Todos os organismos aquáticos na camada de mortalidade estudada também exibiram excelente preservação e não apresentaram nenhum tipo de orientação no sedimento. Isso indica que morreram no mesmo local que viveram. A anatomia das larvas da família Hexagenitidae demonstra que elas viviam em águas calmas e mais paradas.

Além dos fósseis, os pesquisadores identificaram cristais de halita, um mineral que se forma pela precipitação de sal, em camadas próximas ao nível de mortalidade. Isso pode apontar que estes organismos podem ter morrido por um aumento de salinidade. “Este aumento teria ocorrido devido à diminuição do espelho d'água”, afirma Renan Bantim, paleontólogo da Urca.

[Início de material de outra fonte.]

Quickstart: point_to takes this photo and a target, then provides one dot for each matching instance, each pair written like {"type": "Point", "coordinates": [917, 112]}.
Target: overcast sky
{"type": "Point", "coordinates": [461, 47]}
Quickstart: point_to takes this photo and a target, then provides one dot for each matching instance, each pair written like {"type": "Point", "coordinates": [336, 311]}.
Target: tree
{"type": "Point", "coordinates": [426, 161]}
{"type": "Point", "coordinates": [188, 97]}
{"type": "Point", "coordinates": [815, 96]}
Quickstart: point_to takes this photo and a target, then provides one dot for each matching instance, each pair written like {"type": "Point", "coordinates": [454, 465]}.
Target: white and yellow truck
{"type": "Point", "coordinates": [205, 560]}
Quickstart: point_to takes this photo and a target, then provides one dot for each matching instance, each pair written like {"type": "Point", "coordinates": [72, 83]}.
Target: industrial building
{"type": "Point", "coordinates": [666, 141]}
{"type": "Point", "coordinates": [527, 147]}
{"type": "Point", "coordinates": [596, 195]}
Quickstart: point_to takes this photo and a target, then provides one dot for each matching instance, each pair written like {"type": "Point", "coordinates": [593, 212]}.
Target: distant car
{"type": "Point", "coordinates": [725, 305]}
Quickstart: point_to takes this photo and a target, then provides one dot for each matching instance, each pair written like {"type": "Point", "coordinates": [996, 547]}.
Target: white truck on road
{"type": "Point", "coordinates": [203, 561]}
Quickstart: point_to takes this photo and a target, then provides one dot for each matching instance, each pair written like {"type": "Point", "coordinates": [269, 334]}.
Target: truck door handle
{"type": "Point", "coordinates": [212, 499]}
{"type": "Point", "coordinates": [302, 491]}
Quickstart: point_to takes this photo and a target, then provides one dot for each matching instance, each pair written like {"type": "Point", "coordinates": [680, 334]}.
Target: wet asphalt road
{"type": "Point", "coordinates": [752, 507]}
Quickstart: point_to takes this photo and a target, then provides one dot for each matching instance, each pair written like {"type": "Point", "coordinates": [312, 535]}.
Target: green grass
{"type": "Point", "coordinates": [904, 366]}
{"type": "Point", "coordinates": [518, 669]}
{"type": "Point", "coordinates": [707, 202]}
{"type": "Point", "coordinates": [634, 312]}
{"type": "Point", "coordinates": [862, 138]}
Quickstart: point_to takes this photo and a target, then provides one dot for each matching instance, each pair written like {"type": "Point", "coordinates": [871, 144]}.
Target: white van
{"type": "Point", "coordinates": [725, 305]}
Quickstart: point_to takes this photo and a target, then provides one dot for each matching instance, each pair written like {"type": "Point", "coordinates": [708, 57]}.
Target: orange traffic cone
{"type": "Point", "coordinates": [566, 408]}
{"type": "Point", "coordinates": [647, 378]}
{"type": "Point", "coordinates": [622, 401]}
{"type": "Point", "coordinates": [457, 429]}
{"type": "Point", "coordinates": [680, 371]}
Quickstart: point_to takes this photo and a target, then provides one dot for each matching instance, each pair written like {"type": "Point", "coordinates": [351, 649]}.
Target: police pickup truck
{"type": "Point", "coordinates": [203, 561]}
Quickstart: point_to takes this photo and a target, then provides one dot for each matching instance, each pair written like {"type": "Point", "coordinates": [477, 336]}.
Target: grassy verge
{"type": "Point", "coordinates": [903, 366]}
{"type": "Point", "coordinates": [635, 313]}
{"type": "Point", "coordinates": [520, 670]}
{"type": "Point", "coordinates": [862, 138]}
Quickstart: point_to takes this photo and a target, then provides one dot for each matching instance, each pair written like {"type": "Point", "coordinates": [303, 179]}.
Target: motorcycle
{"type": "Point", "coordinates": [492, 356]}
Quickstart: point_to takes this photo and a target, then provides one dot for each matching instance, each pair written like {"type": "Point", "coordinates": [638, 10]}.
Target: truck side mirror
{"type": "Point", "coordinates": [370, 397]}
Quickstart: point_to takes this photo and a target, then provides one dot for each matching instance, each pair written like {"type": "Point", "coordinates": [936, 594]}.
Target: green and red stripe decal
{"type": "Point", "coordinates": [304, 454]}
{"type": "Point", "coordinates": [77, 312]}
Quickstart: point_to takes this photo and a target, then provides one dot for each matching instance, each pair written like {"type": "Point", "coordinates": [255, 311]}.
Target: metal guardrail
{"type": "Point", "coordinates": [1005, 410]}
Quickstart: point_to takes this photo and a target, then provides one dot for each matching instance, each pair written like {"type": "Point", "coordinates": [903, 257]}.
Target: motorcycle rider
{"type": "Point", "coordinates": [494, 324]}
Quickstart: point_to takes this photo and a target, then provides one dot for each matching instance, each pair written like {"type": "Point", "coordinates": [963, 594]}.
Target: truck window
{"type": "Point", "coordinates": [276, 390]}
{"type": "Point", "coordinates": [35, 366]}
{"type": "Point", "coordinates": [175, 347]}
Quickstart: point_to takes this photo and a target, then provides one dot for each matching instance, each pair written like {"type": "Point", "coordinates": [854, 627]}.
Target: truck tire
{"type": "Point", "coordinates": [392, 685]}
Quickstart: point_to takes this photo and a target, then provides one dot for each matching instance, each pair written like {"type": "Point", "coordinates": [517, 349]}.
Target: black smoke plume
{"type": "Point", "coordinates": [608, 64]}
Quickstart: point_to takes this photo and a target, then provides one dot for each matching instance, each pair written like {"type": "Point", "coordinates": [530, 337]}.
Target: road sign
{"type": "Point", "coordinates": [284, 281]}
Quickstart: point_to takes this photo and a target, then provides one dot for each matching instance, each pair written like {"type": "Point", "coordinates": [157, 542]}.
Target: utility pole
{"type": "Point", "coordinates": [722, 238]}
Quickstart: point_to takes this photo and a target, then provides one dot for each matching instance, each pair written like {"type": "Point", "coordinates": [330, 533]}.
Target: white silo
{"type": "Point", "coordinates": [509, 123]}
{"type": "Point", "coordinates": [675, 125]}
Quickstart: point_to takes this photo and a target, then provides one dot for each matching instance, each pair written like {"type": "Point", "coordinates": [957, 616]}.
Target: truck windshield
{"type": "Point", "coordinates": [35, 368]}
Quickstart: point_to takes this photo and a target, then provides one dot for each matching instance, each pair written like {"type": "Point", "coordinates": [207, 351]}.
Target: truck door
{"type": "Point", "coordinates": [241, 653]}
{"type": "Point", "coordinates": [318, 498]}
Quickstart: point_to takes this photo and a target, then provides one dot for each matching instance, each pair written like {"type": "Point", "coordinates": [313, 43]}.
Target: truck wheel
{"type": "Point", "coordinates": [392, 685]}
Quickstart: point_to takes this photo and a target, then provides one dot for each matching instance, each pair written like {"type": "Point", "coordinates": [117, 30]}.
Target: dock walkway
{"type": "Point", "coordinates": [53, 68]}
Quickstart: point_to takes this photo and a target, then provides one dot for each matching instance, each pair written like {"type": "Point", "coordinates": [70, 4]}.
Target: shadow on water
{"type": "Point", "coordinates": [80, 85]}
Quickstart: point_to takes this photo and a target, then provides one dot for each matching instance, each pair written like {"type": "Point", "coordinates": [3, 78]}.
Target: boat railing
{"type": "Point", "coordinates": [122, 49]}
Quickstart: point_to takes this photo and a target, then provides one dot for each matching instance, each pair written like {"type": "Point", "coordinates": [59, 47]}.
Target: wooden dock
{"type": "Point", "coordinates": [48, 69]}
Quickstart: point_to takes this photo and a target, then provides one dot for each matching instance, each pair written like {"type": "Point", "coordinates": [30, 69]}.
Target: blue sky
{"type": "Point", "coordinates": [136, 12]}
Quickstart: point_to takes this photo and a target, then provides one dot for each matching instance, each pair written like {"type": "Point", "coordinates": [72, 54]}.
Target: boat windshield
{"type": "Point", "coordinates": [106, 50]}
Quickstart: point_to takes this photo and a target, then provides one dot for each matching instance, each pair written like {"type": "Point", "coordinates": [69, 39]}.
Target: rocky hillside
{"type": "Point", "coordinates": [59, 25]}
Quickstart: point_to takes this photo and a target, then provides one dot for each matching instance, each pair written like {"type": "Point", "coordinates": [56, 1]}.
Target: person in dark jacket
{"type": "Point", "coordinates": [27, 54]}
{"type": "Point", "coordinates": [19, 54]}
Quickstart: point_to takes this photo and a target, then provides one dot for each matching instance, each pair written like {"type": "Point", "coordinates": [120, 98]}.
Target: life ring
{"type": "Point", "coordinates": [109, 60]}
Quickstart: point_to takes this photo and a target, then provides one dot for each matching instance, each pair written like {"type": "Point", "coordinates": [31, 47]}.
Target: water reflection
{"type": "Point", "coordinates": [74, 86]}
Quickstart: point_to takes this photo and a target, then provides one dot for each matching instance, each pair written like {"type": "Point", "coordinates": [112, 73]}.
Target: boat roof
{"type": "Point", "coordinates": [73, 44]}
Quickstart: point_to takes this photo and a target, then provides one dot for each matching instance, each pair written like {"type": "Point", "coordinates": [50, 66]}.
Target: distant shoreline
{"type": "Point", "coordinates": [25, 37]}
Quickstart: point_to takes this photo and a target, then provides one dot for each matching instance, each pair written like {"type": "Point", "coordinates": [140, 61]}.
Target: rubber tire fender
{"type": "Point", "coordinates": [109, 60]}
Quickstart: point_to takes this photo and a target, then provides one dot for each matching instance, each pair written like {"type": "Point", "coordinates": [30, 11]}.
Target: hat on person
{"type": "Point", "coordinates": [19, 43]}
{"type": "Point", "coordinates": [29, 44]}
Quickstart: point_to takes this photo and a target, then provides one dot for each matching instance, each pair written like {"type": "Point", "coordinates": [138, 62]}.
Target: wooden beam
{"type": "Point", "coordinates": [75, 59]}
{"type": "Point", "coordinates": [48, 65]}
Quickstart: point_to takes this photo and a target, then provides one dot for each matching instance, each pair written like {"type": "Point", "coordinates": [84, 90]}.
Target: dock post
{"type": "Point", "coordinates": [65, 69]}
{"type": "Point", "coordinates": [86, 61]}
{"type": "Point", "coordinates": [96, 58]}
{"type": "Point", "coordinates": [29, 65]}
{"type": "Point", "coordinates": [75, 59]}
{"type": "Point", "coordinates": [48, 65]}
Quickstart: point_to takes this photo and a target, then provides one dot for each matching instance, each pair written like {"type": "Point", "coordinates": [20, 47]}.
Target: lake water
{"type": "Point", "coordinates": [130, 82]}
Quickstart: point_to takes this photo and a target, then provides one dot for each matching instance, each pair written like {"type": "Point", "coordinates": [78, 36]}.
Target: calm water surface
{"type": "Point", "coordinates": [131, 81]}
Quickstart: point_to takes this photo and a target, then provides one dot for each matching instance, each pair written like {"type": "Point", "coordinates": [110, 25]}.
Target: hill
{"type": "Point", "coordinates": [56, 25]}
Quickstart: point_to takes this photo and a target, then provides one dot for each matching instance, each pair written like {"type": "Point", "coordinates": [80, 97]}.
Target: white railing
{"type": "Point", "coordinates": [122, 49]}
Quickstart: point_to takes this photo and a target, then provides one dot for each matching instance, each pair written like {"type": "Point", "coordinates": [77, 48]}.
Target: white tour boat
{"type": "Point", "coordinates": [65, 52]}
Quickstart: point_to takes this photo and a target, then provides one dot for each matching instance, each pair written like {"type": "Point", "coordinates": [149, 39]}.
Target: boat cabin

As espécies viventes de efêmeras geralmente não toleram concentrações elevadas de sal, como em águas salobras. Por conta disso, o aumento da salinidade pode ter sido o causador da mortalidade em massa dos insetos, mas não necessariamente dos peixes, que foram encontrados em camadas distintas.

Importância da descoberta

O professor Álamo Feitosa acredita que este estudo é extremamente relevante, pois, é a primeira vez que se faz a descoberta de mortandade em massa de insetos, especificamente aquáticos. “Isso mostra que houve uma variação abrupta de temperatura e salinidade nesse lago que formava a região. Isso culminou na quantidade de aumento insetos mortos”, explica o paleontólogo.

Além disso, pelo aumento de salinidade neste lago, acredita que ele estava conectado a um braço do mar e que, numa maré alta, a água salgada pode ter invadido o lago. “Numa época quente, a quantidade de oxigênio dissolvido diminui muito. Isso causava as mortes”, detalha.

A pesquisa também pode ajudar a interpretar tendências recentes e até futuras, como o aquecimento global.

“Esse estudo mostra como eventualmente, nós, que estamos vivendo um início de aquecimento global, poderemos passar por mortandades, seja em água doce, salgada e até mesmo em ambiente terrestre”, completa Feitosa.

Além disso, segundo a professora da UFPE Flaviana Lima, que também participou da escavação que culminou neste achado, como os fósseis de efêmeras de Hexagenitidae e os peixes Dastilbe representam uma fauna que viveu no paleolago da Formação Crato, os dados deles podem ser usados para entender melhor o contexto paleoambiental desta unidade.

“Assim como nos dias de hoje os insetos aquáticos são ótimos bioindicadores de qualidade de água, eles também conseguem nos ajudar a entender o ambiente pretérito, já que são sensíveis às variações do meio onde vivem”, complementa Storari.